Address
- 211 North East Street Mason, Ohio, United States, 45040-1760 United States
- Coordinates: 39°21′45″N 84°18′38″W﻿ / ﻿39.36250°N 84.31056°W

District information
- Type: City school district
- Motto: Growing Greatness Together
- Grades: PreK–12
- Superintendent: Jonathan Cooper
- Chair of the board: Ian Orr
- Governing agency: Ohio Department of Education
- NCES District ID: 3905045
- District ID: 050450

Students and staff
- Students: 10,627 (2017–18)
- Teachers: 474.36
- Student–teacher ratio: 22.40
- Athletic conference: Greater Miami Conference
- District mascot: Comets

Other information
- Website: www.masonohioschools.com

= Mason City Schools (Ohio) =

School district in Ohio, United States

Mason City Schools (officially the Mason City School District) is a city school district that primarily serves Mason and Deerfield Township in Warren County, Ohio, United States. As of 2018, the district has 10,627 students. Its high school, William Mason High School, is the largest in Ohio by enrollment.

==History==
Mason's first school was located on Main Street and stood until the 1960s. New buildings were built for Mason High School on North East Street in 1911, 1936, and 1953. All three are now district administrative offices. Mason Heights Elementary School opened in 1967.

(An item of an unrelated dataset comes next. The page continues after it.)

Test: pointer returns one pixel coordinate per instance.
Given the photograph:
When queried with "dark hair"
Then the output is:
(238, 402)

In the 1990s and 2000s, Mason City Schools grew significantly as Cincinnati's urban sprawl pushed northward into Warren County and Mason became Ohio's fastest-growing city. Procter & Gamble opened a Health Care Research Center that spurred construction on almost 40 new subdivisions in Mason. From 1990 to 2002, the district tripled in enrollment from 2,653 students in four buildings to 8,100 students in seven buildings. By 1998, it had become Mason's fifth-largest employer, with a $23,000,000 annual budget and 574 employees. The district responded to funding and overcrowding concerns by opening a new middle school in 1994, signing a 10-year, $1,100,000 contract with Pepsi in 1997, and opening the $71,900,000, three-story, 379000 sqft William Mason High School in September 2003. District enrollment doubled between 1999 and 2009 before peaking at 11,000 around 2013. A $30,000,000 addition to the high school opened in 2009.

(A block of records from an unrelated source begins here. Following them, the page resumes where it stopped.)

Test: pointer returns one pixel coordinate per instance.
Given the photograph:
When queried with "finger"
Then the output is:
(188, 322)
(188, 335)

In 2014, Royalmont Academy, a private Catholic school, purchased the district's former Mason Heights Elementary School for its high school division.

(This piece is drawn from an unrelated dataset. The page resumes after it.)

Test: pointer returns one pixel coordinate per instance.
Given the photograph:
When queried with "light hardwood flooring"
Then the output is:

In 2016, more than 80 school districts, including Mason, began publishing "quality profiles" in addition to the district report cards mandated by the Ohio Department of Education.

==Geography==
The Mason school district covers 25 sqmi in the City of Mason and Deerfield Township in Warren County, as well as small portions of Union and Turtlecreek townships in Warren County and West Chester Township in Butler County. The boundary is marked by small road signs. Kings Local Schools covers parts of Mason and Deerfield Township to the east, Lebanon City Schools includes some areas to the north that have been annexed into the City of Mason, Princeton City Schools includes small portions of Deerfield and West Chester townships to the southwest, and Lakota Local Schools includes the remainder of West Chester Township to the west.

==Schools==
The district operates five schools:

- Mason Early Childhood Center (pre-kindergarten through second grade)
- Mason Elementary School (third grade) through (fourth grade) (Opened 2019-2020 year)
- Mason Intermediate School (fifth grade through sixth grade)
- Mason Middle School (seventh grade and eighth grade)
- William Mason High School (ninth grade through twelfth grade)

Junior- and senior-year high school students also have the option to attend one of the four campuses of Great Oaks Institute of Technology and Career Development, a joint vocational school district of which Mason is a member.